I’m a bit late to the party on this, but let’s just call it fashionably late and while we’re at it, let’s pretend my abs look like Kang’s. Like most women who took issue with Kang, I have no problem with her granite-like mid-section or chiseled arms. I have a problem with the message: “What’s your excuse?”
Surrounded by her little ones, Kang is implying children are not an excuse for a softer physique. Grab your pearls and corsets, ladies, because we’re all headed down a very slippery slope. If we can’t use our children as an excuse, our lives have taken a turn for the worse… much worse.
Think I’m being a bit extreme? Take a look.
It’s all because of the children that I…
- Slip into the “child’s chapel” during a particularly dry sermon because one of my cherubs made a scream face.

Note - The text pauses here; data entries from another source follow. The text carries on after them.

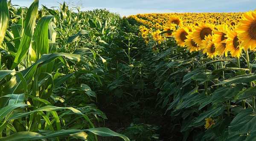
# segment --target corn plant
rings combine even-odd
[[[55,105],[63,101],[55,94],[56,89],[78,73],[87,72],[84,70],[93,67],[93,62],[81,55],[59,52],[53,21],[58,17],[41,11],[42,17],[38,17],[38,3],[35,0],[27,9],[9,10],[7,0],[0,1],[0,141],[93,141],[96,135],[128,141],[108,128],[95,128],[88,115],[90,109],[98,111],[96,108]],[[63,18],[69,16],[66,10],[60,12]],[[84,69],[71,71],[74,62]],[[64,73],[67,69],[70,73]]]

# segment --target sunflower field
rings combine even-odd
[[[0,0],[0,141],[256,140],[256,11],[73,9]]]
[[[157,105],[183,141],[256,140],[256,12],[128,18],[155,56]]]

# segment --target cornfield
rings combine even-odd
[[[256,140],[256,11],[77,10],[0,0],[0,141]]]

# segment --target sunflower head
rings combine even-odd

- Sing all the words to the Sofia the First, Doc McStuffins, and Jake and the Neverland Pirates theme songs while scrubbing urine off the bathroom walls.
- Go to great lengths to rescue insects trapped inside the house because they might be characters in a Pixar movie.
- Deny myself my own ice cream cone (high-five for self discipline!). Lick my children’s ice cream cones all around the edges seven times each to prevent them from dripping all over everyone. Caloric equivalent= 1.5 cones.
- Carry an enormous diaper bag full of snacks.
- Perform a sniff test on my cuticle to determine if the yellow smear is mustard from lunch or excrement from a diaper.
- Use a child’s nap time to escape a particularly awful play date.
- Turn the back yard into an American Ninja Warrior training facility.
- Judge the quality of a vehicle by the number of cup holders and whether or not the doors open at the touch of a button.
- Walk around for an entire day with play-doh stuck to my rear end and marker on my forehead.
Daily, I rely on being able to roll my eyes, shake my head and shrug, while sighing, “kids.” Don’t take that away from me, Maria. Please.
Now, excuse me, my kids are screaming in the other room. They’re not really, but what good are they if I can’t use them to my advantage.